In LIVE FIRE, author Stephen Leather's hero of several novels, Dan "Spider" Shepherd, an undercover operative with Her Majesty's Serious Organized Crime Agency (SOCA), is off to Thailand to infiltrate a Pattaya-based British gang of master bank robbers that periodically returns home to replenish the funds for its exorbitant lifestyle. Meantime in London, a home-grown cell of Muslim jihadists is planning a bloody outrage that'll kill hundreds. Because of Spider's particular karma, the two plots ultimately intersect.
Leather spends much of his time living in Thailand. Therefore, it's no surprise that the storyline of LIVE FIRE puts Shepherd there for most of the narrative, but is somewhat surprising that the author has taken so long in the series to do so. Leather's physical description of Pattaya and its status as "the biggest single prostitution center in the world" suggests a comfortable familiarity with the place. (For a depiction of the Thai sex industry, see Stephen's excellent novel,
Private Dancer.)
For readers whose first encounter with Spider is LIVE FIRE, the plot deserves 5 stars. For one such as me, who's followed his exploits over the years, it rates perhaps 4. The Shepherd character has perhaps become too familiar and/or I've become jaded.
In order to introduce the new reader to Dan's career path with SOCA, the narrative inevitably begins with the end game of a crime caper from which Spider must extract himself as the cops close in but before his cover is blown.
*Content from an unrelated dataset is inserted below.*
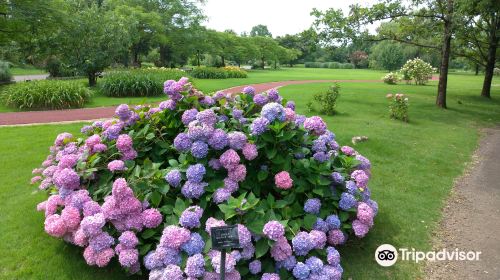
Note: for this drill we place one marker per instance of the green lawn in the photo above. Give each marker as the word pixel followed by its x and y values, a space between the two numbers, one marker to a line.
pixel 26 71
pixel 414 166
Then, he immediately gets new marching orders to follow for the duration of the story from his boss, Charlotte "Charlie" Button. Subsequently, there are a couple pages in which Dan, a single father, has a guilt trip when he tells his young son, Liam, and his dead wife's parents that he's off on another job and won't be around to spend quality time. (While I know this digression establishes Spider's just-a-regular-bloke humanity to newbies, perhaps next time we could move forward a decade when Liam is interested in girls and won't miss Dad so much.)
It's in LIVE FIRE that Dan is first inferred to be carrying a torch for his boss, Charlie Button, for which telling evidence surfaces during a visit to one of Pattaya's bars:
"There were two pneumatic blondes dancing topless and a stunning redhead in a red thong and high heels doing a solo on the second podium ... Two more girls joined the redhead. One was a blonde with wavy hair, green eyes and milk-white flawless skin, the other a brunette with a pageboy hair-cut and dark brown eyes. She was like Charlotte Button, Shepherd thought, disconcerted.
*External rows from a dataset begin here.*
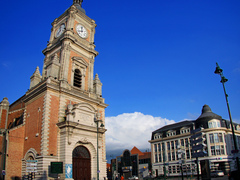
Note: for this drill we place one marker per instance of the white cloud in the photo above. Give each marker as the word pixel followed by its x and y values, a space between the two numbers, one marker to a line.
pixel 132 129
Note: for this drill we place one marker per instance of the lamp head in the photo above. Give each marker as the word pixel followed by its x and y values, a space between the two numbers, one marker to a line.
pixel 218 70
pixel 223 80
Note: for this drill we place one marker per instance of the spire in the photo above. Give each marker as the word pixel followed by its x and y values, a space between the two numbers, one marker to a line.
pixel 78 2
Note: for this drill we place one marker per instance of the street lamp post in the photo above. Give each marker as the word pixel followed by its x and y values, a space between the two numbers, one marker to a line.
pixel 223 80
pixel 97 120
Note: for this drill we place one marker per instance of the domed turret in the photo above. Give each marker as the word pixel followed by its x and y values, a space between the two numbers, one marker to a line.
pixel 78 5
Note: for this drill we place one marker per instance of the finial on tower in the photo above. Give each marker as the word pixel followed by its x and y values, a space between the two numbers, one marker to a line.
pixel 78 2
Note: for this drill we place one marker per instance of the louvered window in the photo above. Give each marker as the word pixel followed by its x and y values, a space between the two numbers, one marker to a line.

'You like her?' asked Sergei.
Shepherd reddened like a schoolboy who'd been caught looking at a pornographic magazine. 'She's fit,' he said."
Now, I bring this up because I think Button one of the more intriguing characters of the Spider series. Plus, I suspect that she's hot. So I'd like to take the cheeky liberty of suggesting to the author the emphasis of a future book, i.e. that the narrative focus be on Charlie with Spider as an ancillary character. Thus, the saga of the latter can continue, albeit through the perspective of someone else, while a different facet of Dan's world can be developed and the repetitive mold of the series as a whole broken. Thinking outside the box.
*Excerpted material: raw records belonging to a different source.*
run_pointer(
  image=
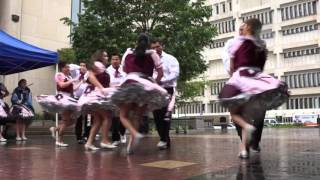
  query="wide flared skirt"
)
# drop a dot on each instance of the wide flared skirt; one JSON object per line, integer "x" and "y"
{"x": 142, "y": 92}
{"x": 249, "y": 85}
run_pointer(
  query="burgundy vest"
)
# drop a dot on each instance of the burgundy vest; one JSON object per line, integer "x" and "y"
{"x": 145, "y": 66}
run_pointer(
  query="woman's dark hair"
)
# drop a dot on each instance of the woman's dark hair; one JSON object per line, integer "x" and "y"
{"x": 98, "y": 55}
{"x": 61, "y": 65}
{"x": 255, "y": 26}
{"x": 22, "y": 81}
{"x": 143, "y": 43}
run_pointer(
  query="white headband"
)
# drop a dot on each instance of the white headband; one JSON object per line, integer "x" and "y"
{"x": 100, "y": 67}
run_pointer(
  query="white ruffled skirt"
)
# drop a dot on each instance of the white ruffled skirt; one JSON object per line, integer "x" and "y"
{"x": 59, "y": 103}
{"x": 140, "y": 90}
{"x": 93, "y": 99}
{"x": 21, "y": 111}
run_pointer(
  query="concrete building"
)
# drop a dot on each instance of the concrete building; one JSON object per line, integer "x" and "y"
{"x": 291, "y": 31}
{"x": 38, "y": 24}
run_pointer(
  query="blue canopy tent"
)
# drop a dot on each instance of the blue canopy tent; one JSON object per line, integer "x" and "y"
{"x": 17, "y": 56}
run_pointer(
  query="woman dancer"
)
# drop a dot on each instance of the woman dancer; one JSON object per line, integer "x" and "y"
{"x": 62, "y": 103}
{"x": 22, "y": 109}
{"x": 139, "y": 92}
{"x": 248, "y": 82}
{"x": 95, "y": 103}
{"x": 4, "y": 110}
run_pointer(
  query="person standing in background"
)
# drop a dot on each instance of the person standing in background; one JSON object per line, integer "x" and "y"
{"x": 4, "y": 110}
{"x": 171, "y": 71}
{"x": 22, "y": 109}
{"x": 117, "y": 76}
{"x": 82, "y": 127}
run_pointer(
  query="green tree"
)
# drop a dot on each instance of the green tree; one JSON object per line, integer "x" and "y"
{"x": 67, "y": 55}
{"x": 114, "y": 25}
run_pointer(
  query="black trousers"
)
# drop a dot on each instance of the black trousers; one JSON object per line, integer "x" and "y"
{"x": 163, "y": 126}
{"x": 257, "y": 117}
{"x": 82, "y": 129}
{"x": 117, "y": 129}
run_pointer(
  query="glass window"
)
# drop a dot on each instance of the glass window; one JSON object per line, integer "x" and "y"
{"x": 296, "y": 104}
{"x": 226, "y": 26}
{"x": 311, "y": 27}
{"x": 316, "y": 80}
{"x": 298, "y": 53}
{"x": 288, "y": 31}
{"x": 301, "y": 29}
{"x": 291, "y": 12}
{"x": 312, "y": 51}
{"x": 300, "y": 10}
{"x": 292, "y": 31}
{"x": 310, "y": 103}
{"x": 291, "y": 104}
{"x": 306, "y": 28}
{"x": 314, "y": 7}
{"x": 305, "y": 105}
{"x": 217, "y": 8}
{"x": 223, "y": 7}
{"x": 300, "y": 103}
{"x": 301, "y": 81}
{"x": 309, "y": 8}
{"x": 298, "y": 81}
{"x": 293, "y": 54}
{"x": 305, "y": 13}
{"x": 295, "y": 84}
{"x": 310, "y": 80}
{"x": 295, "y": 9}
{"x": 304, "y": 80}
Alternatively, some act of violence by one of the jihadist groups fermenting in the U.K. might seriously cripple or kill Liam. The emotional devastation could transform Shepherd into an agent of vengeance. One of Leather's first books,
The Chinaman (Stephen Leather Thrillers), took that general approach, and it was one of his best reads.
Are you with me on this, Stephen?
All of this said, I'll keep reading installments of the Spider series for as long as they continue to be penned; I'll even put them ahead of any of Andy McNab's thrillers in the unread queue on my bookshelf.